Flood warnings remain in place for the Tweed, Wilsons, Clarence, Bellinger, Nambucca, Macleay, Orara, Upper Macintyre, Macintyre, Gwydir, Peel, Namoi, Castlereagh, Macquarie, Bogan, Murrumbidgee, Murrumbidgee, Birrie, Bokhara, Narran, Warrego, Paroo, Darling and Upper Murray, Murray and Edward Rivers.

The Namoi River passed major flood levels in the town of Gunnedah, home to 9,000 people, reached the 7.9 metres mark late on Friday night and was expected to peak at 8.3 metres on Saturday morning.

At Wee Waa, just 120 km north-west, floodwaters peaked at the Namoi on Thursday, and were falling slowly, with the BoM predicting that they will remain above major flood levels until next week.

Narrabri Shire mayor Ron Campbell said that the rainfall has destroyed local roads because of Wee Waa, a cotton town, protected by an 8 km levee.

If we get substantial rainfall over the summer, we could have a record flood, for sure, something not seen since the 1970s, Campbell said.

The rain had caused a lot of anxiety for the Tweed River as locals saw the river burst its banks on their paddocks on Friday.

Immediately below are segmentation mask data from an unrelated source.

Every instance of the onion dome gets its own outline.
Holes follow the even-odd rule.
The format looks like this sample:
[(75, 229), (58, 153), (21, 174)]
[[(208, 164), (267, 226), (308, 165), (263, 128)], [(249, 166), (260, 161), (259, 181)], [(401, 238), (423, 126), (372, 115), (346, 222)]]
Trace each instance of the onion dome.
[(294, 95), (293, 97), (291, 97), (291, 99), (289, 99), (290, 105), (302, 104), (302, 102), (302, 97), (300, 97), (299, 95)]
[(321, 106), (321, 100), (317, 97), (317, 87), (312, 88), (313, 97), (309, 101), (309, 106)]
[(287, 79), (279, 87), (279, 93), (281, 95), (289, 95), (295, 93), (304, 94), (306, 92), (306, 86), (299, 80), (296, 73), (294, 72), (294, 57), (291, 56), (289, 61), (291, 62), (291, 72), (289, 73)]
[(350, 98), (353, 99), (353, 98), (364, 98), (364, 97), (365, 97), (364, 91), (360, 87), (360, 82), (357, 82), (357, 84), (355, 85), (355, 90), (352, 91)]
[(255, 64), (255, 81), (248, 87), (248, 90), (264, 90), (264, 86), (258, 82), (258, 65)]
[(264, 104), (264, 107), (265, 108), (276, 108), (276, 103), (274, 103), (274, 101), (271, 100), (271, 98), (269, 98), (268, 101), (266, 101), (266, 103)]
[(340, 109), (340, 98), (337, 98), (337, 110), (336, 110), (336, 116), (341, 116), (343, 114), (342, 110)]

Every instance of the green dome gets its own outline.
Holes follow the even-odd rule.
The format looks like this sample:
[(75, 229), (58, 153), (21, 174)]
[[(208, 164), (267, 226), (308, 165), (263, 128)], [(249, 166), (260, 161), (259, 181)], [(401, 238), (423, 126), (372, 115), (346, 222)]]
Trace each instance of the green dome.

After major flooding hit the region earlier this year, many locals remained vigilant, said Harriet Messenger, co-owner of Husk Distillers.

She said that everyone in the region is very on edge, particularly close to another major event.

Farmers in north Queensland also had an anxious few days after heavy falls in the state s north, but a severe thunderstorm warning was cancelled on Friday.

Currumbin Valley organic farmer David Freeman suffered losses of his leafy green crops, and said he feared that the wild weather may have killed half of his avocado trees.

They are very sick as a result of the last 12 months of heavy rainfall because of saturated soil and this deluge is just going to re-saturate the soil and cause more soil fungus problems, Freeman said.

The rain is weighing heavily on farmers because they just got trashed in the early part of the year.